Ele era subestimado. E agora, um aliado subestimado era exatamente o que eu precisava.

"Helena," ele disse, sua voz sem surpresa. "Ouvi sobre seu acidente. Espero que esteja se recuperando bem."

"Vou ficar," eu disse. "Escute, Caio, tenho uma proposta para você." Respirei fundo, as palavras parecendo estranhas e insanas na minha língua. "Eu sei que seu último projeto de P&D falhou. Sei que suas ações estão no fundo do poço. Sei que todo mundo acha que você está acabado."

"Um resumo sucinto e preciso," ele disse, com uma nota de humor seco em seu tom.

"Eu posso consertar isso," eu disse, as palavras saindo mais rápido agora. "Eu tenho um projeto. Um de verdade. Não o lixo que minha irmã está prestes a afundar. Eu tenho o código-fonte original, os algoritmos reais. É maior do que apenas logística. É um motor de análise preditiva que pode ser aplicado a quase qualquer indústria. E estou disposta a dá-lo a você."

Outro silêncio. Este foi mais longo, mais pesado. Eu quase podia ouvir as engrenagens girando em sua mente brilhante e subestimada.

"Dá-lo a mim?" ele repetiu. "O trabalho de uma vida? Perdoe meu ceticismo, Helena, mas isso parece bom demais para ser verdade. Qual é a pegadinha?"

"A pegadinha é que você tem que se associar a mim," eu disse. "Não como funcionária. Como sócia, cinquenta-cinquenta. Construímos uma nova empresa, sob o guarda-chuva da Lacerda Tech, mas completamente autônoma. Minha tecnologia, sua infraestrutura. Começamos do zero, e fazemos isso discretamente. Quando eles perceberem que somos uma ameaça, será tarde demais."

"'Eles' sendo Ricardo Montenegro e sua irmã," ele afirmou, não como uma pergunta, mas como um fato.

"Sim."

"Isso é sobre vingança," ele disse suavemente.

"Isso é sobre sobrevivência," eu o corrigi. "Vingança é apenas um subproduto em potencial. Estou te oferecendo uma tábua de salvação, Caio. A chance de provar que todos estão errados. A questão é: você é corajoso o suficiente para aceitar?"

Prendi a respiração. Todo o meu futuro, essa aposta insana e desesperada, dependia de sua resposta. A Helena da visão não tinha aliados. Esta Helena teria.

Ele ficou em silêncio por tanto tempo que pensei que ele tinha desligado. Então, ele falou, sua voz baixa, mas carregada de uma energia súbita e intensa.

"Me envie o prospecto," ele disse. "Meu servidor privado e criptografado. Você tem o endereço."

Ele não esperou por uma resposta.
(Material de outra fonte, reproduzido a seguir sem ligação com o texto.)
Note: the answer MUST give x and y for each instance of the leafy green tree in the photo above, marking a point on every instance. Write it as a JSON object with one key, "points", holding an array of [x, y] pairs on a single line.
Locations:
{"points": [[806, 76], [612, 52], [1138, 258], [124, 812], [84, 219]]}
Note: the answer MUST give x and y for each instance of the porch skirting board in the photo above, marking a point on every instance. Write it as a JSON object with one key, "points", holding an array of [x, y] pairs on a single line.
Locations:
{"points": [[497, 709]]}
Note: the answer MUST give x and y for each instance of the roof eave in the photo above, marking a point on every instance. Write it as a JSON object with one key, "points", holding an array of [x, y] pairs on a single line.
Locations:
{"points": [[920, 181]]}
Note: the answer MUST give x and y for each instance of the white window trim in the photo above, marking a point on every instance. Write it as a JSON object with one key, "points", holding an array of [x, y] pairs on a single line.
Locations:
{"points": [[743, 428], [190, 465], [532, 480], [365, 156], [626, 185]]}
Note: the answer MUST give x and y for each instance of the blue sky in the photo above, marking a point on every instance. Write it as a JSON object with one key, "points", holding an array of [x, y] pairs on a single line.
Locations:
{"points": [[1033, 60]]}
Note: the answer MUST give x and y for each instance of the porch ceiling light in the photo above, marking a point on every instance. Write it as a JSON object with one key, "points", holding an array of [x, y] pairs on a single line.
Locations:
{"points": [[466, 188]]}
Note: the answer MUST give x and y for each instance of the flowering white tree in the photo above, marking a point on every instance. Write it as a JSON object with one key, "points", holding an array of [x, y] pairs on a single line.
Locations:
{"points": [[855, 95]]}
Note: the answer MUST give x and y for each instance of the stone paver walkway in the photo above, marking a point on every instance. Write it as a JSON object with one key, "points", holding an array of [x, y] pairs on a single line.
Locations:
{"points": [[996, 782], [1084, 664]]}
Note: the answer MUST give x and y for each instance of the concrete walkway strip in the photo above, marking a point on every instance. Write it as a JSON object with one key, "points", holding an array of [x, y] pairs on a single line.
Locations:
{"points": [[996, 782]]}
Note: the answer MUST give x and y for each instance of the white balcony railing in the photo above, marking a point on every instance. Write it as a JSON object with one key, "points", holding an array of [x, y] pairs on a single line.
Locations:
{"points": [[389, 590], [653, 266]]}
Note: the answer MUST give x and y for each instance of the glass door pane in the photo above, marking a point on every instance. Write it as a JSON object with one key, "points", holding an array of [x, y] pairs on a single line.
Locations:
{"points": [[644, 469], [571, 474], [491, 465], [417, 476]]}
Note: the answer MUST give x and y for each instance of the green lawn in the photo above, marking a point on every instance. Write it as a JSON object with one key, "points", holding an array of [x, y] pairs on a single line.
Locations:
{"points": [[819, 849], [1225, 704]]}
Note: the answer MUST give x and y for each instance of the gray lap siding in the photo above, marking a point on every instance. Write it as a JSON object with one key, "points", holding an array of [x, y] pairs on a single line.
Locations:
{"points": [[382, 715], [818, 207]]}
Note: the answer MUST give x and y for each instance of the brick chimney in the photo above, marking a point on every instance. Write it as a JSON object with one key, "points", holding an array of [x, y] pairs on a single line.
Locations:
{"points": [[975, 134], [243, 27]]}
Simplesmente desligou.

Deixei o telefone cair na mesa de cabeceira. Minha cabeça estava girando, e um suor frio brotou na minha testa. Era isso. Eu tinha acabado de apostar todo o meu futuro em um homem que o mundo considerava um fracasso.

Um alerta de notícias iluminou minha tela rachada.

`FUSÃO FERRAZ-MONTENEGRO ACELERADA. "PROJETO ASCENSÃO" DE BEATRIZ GUEDES ACLAMADO COMO REVOLUCIONÁRIO. AÇÕES DISPARAM.`

Eles já tinham renomeado. Meu bebê. Minha Quimera. Eles estavam se movendo rápido, desesperados para capitalizar o momento. Bom. Deixe-os. Deixe-os correr o mais rápido que puderem na direção errada.

Abri um aplicativo de mensagens seguras e enviei um único arquivo para Caio Lacerda. O arquivo real. Aquele que eu guardava em um microdrive disfarçado de abotoadura.

Então mandei uma mensagem para Lucas Mendes.

`Eles têm o drive isca. Preciso de você. Está dentro ou fora?`

Sua resposta foi instantânea.

`Para onde eu mando minha carta de demissão?`

Um sorriso pequeno e genuíno tocou meus lábios pela primeira vez no que pareceu uma vida inteira. O tabuleiro estava montado. As peças estavam em movimento. Beatriz e Ricardo achavam que tinham vencido a guerra.

Eles não perceberam que ela tinha acabado de começar.